Hope to see you in Mickey's land soon.  :whoopie:


----------



## duck_widow (Oct 22, 2009)

Thanks again chriskre. That is hugely helpful.

One last question. If I bought fewer points, such as 170 and in some cases needed more points for a larger unit, aside from banking and borrowing, if I needed more is it easy to rent points from someone else and have the points transferred into my account? I assume I'd need VGC points if I wanted to book at 11 months.
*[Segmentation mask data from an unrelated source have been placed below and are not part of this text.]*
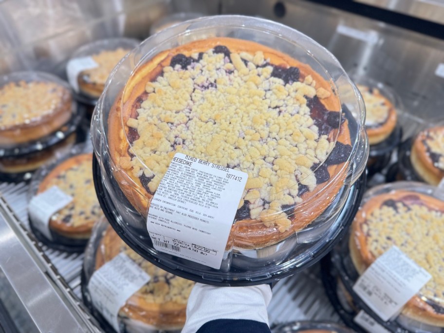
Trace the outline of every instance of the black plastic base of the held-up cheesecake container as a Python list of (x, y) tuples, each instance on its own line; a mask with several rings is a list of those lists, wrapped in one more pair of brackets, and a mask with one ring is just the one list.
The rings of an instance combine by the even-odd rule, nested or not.
[[(134, 242), (131, 237), (128, 235), (128, 232), (121, 227), (121, 225), (117, 222), (117, 220), (122, 221), (121, 216), (117, 212), (114, 203), (112, 202), (110, 198), (110, 194), (105, 189), (105, 186), (102, 182), (102, 173), (100, 170), (99, 163), (97, 161), (97, 158), (95, 155), (93, 156), (92, 160), (92, 175), (94, 180), (94, 186), (97, 193), (97, 197), (100, 203), (100, 206), (102, 207), (102, 210), (110, 222), (111, 226), (114, 228), (114, 230), (117, 232), (117, 234), (120, 236), (122, 240), (124, 240), (129, 247), (131, 247), (135, 252), (137, 252), (139, 255), (141, 255), (143, 258), (147, 259), (149, 262), (153, 263), (154, 265), (158, 266), (159, 268), (172, 273), (174, 275), (177, 275), (179, 277), (183, 277), (189, 280), (193, 280), (195, 282), (201, 282), (205, 284), (211, 284), (216, 286), (250, 286), (250, 285), (258, 285), (263, 283), (272, 283), (277, 280), (280, 280), (284, 277), (294, 275), (303, 269), (306, 269), (312, 265), (314, 265), (316, 262), (318, 262), (322, 257), (324, 257), (332, 248), (333, 246), (342, 239), (342, 237), (347, 233), (349, 226), (351, 225), (351, 222), (357, 212), (357, 209), (359, 207), (359, 204), (361, 202), (362, 196), (364, 194), (365, 186), (366, 186), (366, 174), (363, 173), (360, 178), (355, 182), (354, 185), (351, 186), (349, 196), (346, 199), (346, 203), (344, 204), (344, 207), (342, 208), (341, 212), (339, 213), (339, 216), (337, 219), (342, 222), (342, 224), (338, 227), (338, 231), (336, 235), (333, 237), (333, 239), (328, 240), (323, 247), (321, 247), (316, 253), (312, 253), (309, 260), (306, 260), (303, 264), (288, 268), (285, 271), (280, 271), (274, 274), (268, 274), (268, 277), (263, 279), (257, 279), (257, 280), (251, 280), (251, 279), (233, 279), (233, 280), (226, 280), (226, 279), (207, 279), (203, 278), (202, 275), (198, 274), (190, 274), (188, 272), (184, 272), (180, 269), (173, 269), (166, 264), (164, 264), (159, 258), (150, 255), (147, 253), (147, 251)], [(116, 184), (116, 186), (118, 186)], [(126, 203), (130, 206), (130, 203)], [(128, 206), (128, 207), (129, 207)], [(150, 242), (149, 239), (147, 239), (147, 242)], [(166, 255), (166, 254), (163, 254)], [(172, 258), (173, 256), (171, 256)], [(178, 261), (180, 261), (178, 259)], [(198, 265), (198, 264), (196, 264)], [(236, 272), (241, 272), (240, 269), (236, 268)]]

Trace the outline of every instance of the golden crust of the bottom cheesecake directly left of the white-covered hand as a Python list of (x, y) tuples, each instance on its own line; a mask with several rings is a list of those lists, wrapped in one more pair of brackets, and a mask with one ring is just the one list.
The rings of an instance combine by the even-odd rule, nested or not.
[[(96, 256), (95, 256), (95, 270), (98, 270), (106, 262), (117, 256), (122, 250), (130, 251), (132, 256), (137, 256), (132, 250), (123, 242), (123, 240), (117, 235), (117, 233), (108, 226), (105, 234), (100, 241)], [(152, 264), (149, 264), (152, 265)], [(153, 265), (152, 265), (153, 266)], [(160, 268), (156, 268), (161, 271)], [(164, 271), (161, 271), (164, 272)], [(164, 272), (167, 274), (166, 272)], [(181, 277), (174, 277), (175, 279), (181, 279), (184, 282), (184, 292), (187, 294), (183, 296), (183, 302), (177, 302), (173, 300), (162, 300), (161, 302), (153, 302), (147, 300), (144, 296), (143, 288), (134, 293), (124, 306), (120, 309), (119, 313), (130, 319), (134, 319), (148, 325), (153, 325), (160, 330), (175, 330), (181, 329), (185, 325), (186, 319), (186, 299), (191, 291), (191, 286), (194, 282), (185, 280)], [(149, 284), (156, 285), (162, 284), (160, 282), (154, 282), (153, 277), (148, 282)], [(154, 286), (154, 288), (156, 288)]]

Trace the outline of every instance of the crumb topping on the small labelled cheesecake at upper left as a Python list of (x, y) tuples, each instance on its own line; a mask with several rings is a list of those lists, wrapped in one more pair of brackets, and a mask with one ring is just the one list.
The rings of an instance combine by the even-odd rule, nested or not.
[(92, 55), (92, 59), (97, 63), (96, 68), (88, 69), (80, 73), (87, 82), (95, 84), (105, 84), (112, 69), (130, 50), (118, 48), (112, 51), (101, 51)]

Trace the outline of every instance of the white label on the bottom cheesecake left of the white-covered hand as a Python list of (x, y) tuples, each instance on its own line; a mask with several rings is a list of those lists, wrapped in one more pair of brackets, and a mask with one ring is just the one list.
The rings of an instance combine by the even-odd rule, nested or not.
[(120, 332), (120, 308), (149, 280), (149, 275), (122, 252), (92, 274), (88, 283), (92, 305)]

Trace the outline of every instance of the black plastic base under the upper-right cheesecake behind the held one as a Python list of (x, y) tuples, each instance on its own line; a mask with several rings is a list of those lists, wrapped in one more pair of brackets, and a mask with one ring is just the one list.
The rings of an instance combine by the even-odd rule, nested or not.
[(390, 136), (377, 145), (371, 145), (369, 150), (369, 162), (367, 169), (369, 177), (377, 172), (381, 172), (390, 163), (391, 154), (399, 144), (402, 138), (402, 128), (398, 125), (393, 129)]

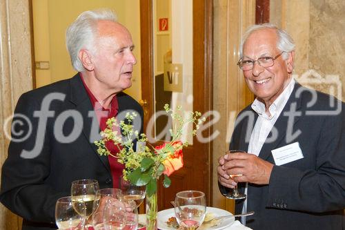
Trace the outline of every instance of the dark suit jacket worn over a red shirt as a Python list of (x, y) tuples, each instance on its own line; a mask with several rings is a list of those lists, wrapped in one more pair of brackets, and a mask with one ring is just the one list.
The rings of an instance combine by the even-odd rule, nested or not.
[[(117, 99), (118, 117), (134, 110), (142, 124), (141, 106), (125, 93), (117, 94)], [(37, 112), (48, 109), (49, 113)], [(100, 156), (93, 144), (99, 139), (99, 124), (79, 74), (24, 93), (14, 113), (8, 159), (2, 167), (0, 199), (23, 217), (23, 229), (54, 229), (55, 203), (70, 195), (73, 180), (92, 178), (98, 180), (100, 188), (112, 187), (108, 157)], [(31, 132), (16, 114), (28, 118)], [(24, 122), (19, 124), (19, 120)], [(31, 135), (16, 142), (19, 131)], [(40, 143), (43, 146), (37, 148)], [(23, 149), (34, 153), (21, 156)]]

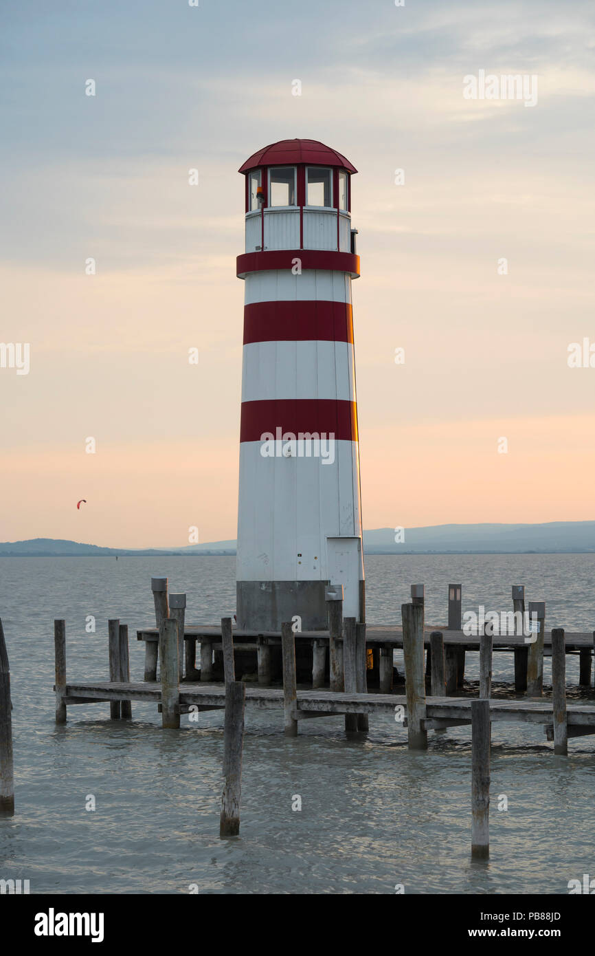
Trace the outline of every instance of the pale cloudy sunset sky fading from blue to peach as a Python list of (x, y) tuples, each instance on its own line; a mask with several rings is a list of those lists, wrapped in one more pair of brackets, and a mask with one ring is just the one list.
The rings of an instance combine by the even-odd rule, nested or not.
[[(0, 367), (0, 541), (235, 537), (237, 170), (295, 137), (358, 169), (364, 527), (595, 518), (594, 27), (590, 0), (3, 4), (0, 340), (30, 368)], [(465, 98), (480, 71), (537, 102)]]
Just trying to understand what would be involved if I needed to get additional points here and there above and beyond banking and borrowing.

Thanks,
-Kathy


----------



## chriskre (Oct 22, 2009)

I would think that it would be easier to transfer points from another VGC owner.  I know that I would be willing to transfer points if I owned any if I was not going to use them as it's easier for an owner to transfer to another DVC owner than deal with a non DVC member and having to rent, but Disney only allows one transfer in or out per year so you'd have to find an owner that had all you'd need.  Hope this helps.


----------



## tomandrobin (Oct 23, 2009)

I have had points transferred into my DVC account every year. The process is extremely simple. Just remember that you can only transfer in or out, once per year. Once a transfer is completed, it can not be reversed. You can bank transferred point points, but can not transfer banked points. If you are making reservations at the 7 month mark, the home resort does not matter. If making a reservation in the 11-7 month window, they have to be your home resort points. Use year does not matter for transferring into your account, just as long as the points are not expiring.


----------